2022.Nov.24
REPORTSReport on the 14th B’AI Book Club
Brian Christian, The Alignment Problem: Machine Learning and Human Values (2020)
Kayoung KIM (Project Researcher of the B’AI Global Forum)
・Date: Tuesday, September 27, 2022, 17:30-19:00 (JST)
・Venue: Online (Zoom Meeting)
・Language: Japanese
・Book: Brian Christian (2020). The Alignment Problem: Machine Learning and Human Values. W. W. Norton & Company.
・Reviewer: Kayoung KIM (Project Researcher, Interfaculty Initiative in Information Studies, The University of Tokyo)
On September 27, 2022, the 14th meeting of the B’AI Book Club, which is a book review session by project members of the B’AI Global Forum, was held. This time, Project Researcher Kayoung Kim reviewed The Alignment Problem: Machine Learning and Human Values by Brian Christian.

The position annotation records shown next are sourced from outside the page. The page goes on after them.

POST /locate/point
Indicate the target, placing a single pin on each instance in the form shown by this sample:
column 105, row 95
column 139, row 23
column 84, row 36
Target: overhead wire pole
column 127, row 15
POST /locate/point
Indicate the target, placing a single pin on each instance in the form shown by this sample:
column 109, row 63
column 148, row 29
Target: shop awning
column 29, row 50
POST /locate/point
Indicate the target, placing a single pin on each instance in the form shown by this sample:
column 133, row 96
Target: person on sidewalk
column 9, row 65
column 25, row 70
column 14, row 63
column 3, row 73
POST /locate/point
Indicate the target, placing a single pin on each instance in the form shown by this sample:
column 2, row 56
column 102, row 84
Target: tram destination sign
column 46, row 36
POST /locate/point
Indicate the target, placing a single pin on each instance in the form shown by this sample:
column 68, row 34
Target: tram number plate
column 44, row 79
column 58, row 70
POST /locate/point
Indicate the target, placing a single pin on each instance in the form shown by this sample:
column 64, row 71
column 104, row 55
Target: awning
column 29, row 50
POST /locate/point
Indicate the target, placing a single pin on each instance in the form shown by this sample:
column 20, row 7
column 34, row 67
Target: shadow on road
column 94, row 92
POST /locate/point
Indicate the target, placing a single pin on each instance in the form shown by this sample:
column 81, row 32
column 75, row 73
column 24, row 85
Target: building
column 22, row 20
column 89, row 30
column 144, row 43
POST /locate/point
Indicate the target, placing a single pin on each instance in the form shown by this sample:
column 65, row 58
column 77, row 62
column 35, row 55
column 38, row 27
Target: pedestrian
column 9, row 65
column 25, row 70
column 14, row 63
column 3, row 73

The author, an American non-fiction writer and programmer, deals with the implications of AI and machine learning for human society as a major theme. In this book, he uses the keyword “the alignment problem” to explain the various ethical and philosophical issues that have been raised about AI. Humans design the environments of machine learning with the hope that they will perform certain behaviors which humans expect, but they often fail to correctly understand what humans really want, causing social problems by behaving in ways that are not in line with human intentions. Researchers call this “the alignment problem,” the author says. He asks whether it is possible to instill human values and norms in machines as a solution to this problem, and in order to examine the feasibility, has describe in detail the history and theories of psychology that computer science has referred to, as well as conducted nearly 100 interviews with experts.
This book has been highly appreciated by a lot of prominent researchers and experts in the field of AI. It is said that the significance of the book is that it provides a theoretical and practical discussion on the philosophical issues surrounding fairness and transparency, one of the most pressing issues in the AI field today, through a masterful survey.

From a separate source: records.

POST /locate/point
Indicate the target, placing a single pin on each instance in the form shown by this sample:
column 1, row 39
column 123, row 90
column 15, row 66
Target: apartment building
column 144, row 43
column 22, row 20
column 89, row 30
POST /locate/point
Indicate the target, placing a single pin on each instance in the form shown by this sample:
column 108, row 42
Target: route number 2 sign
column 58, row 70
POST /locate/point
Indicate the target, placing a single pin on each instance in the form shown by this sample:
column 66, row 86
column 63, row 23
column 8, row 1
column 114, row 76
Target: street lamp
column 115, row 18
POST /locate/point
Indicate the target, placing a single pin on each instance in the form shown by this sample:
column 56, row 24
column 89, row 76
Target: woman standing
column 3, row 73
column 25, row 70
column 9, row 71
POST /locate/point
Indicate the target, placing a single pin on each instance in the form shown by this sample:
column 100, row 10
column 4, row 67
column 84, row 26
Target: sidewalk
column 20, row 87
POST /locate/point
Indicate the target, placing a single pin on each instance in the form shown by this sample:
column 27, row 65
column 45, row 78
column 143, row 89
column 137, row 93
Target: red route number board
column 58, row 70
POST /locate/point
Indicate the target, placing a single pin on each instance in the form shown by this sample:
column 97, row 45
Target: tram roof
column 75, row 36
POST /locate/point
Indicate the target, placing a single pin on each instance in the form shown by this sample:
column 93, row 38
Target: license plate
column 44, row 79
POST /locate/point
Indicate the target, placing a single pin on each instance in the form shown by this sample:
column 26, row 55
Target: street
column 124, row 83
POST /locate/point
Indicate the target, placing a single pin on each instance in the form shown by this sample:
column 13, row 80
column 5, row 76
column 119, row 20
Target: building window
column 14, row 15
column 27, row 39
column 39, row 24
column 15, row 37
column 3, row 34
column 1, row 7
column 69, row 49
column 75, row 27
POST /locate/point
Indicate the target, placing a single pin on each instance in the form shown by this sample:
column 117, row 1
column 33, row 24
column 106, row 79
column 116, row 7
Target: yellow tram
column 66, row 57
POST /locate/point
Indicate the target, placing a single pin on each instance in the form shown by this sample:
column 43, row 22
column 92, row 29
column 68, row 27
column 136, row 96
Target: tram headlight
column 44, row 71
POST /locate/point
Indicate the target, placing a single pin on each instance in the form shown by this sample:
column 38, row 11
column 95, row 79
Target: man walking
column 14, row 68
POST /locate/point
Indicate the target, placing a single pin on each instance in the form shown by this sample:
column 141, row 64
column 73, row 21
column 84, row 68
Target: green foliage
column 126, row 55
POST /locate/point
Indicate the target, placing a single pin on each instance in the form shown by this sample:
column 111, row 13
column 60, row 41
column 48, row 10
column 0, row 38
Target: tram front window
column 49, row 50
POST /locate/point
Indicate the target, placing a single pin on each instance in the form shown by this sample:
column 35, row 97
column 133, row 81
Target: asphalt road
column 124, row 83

In the meeting, participants basically accepted those evaluations, and then also discussed the limitations and concerns. For example, there was an opinion that, while the introduction of psychological theories in detail, which form the basis of the argument development, is significant in terms of knowledge acquisition and is in itself an originality of this book, the weight placed on psychology may seem excessive depending on the reader’s motivation and expectation. Moreover, regarding the problem of giving AI an excessive human-like image is often pointed out, some expressed concern that the book’s attempt to closely link computer science and psychology may reinforce such a problem. On the other hand, as the main keyword “alignment problem” suggests, this book aims to align the motivations and goals of AI with those of humans, but it was pointed out that this may be assuming that the goals and judgments of humans are ideal, even though they are not perfect and are still learning.
However, while the invisibility of the process by which AI derives its answers has been highlighted as a huge problem, it is true that this book provides some clues to understand the process. Also, it can be said that it allowed us to see the trend that an increasingly diverse range of theoretical frames is introduced in the field of examining ethical issues in AI.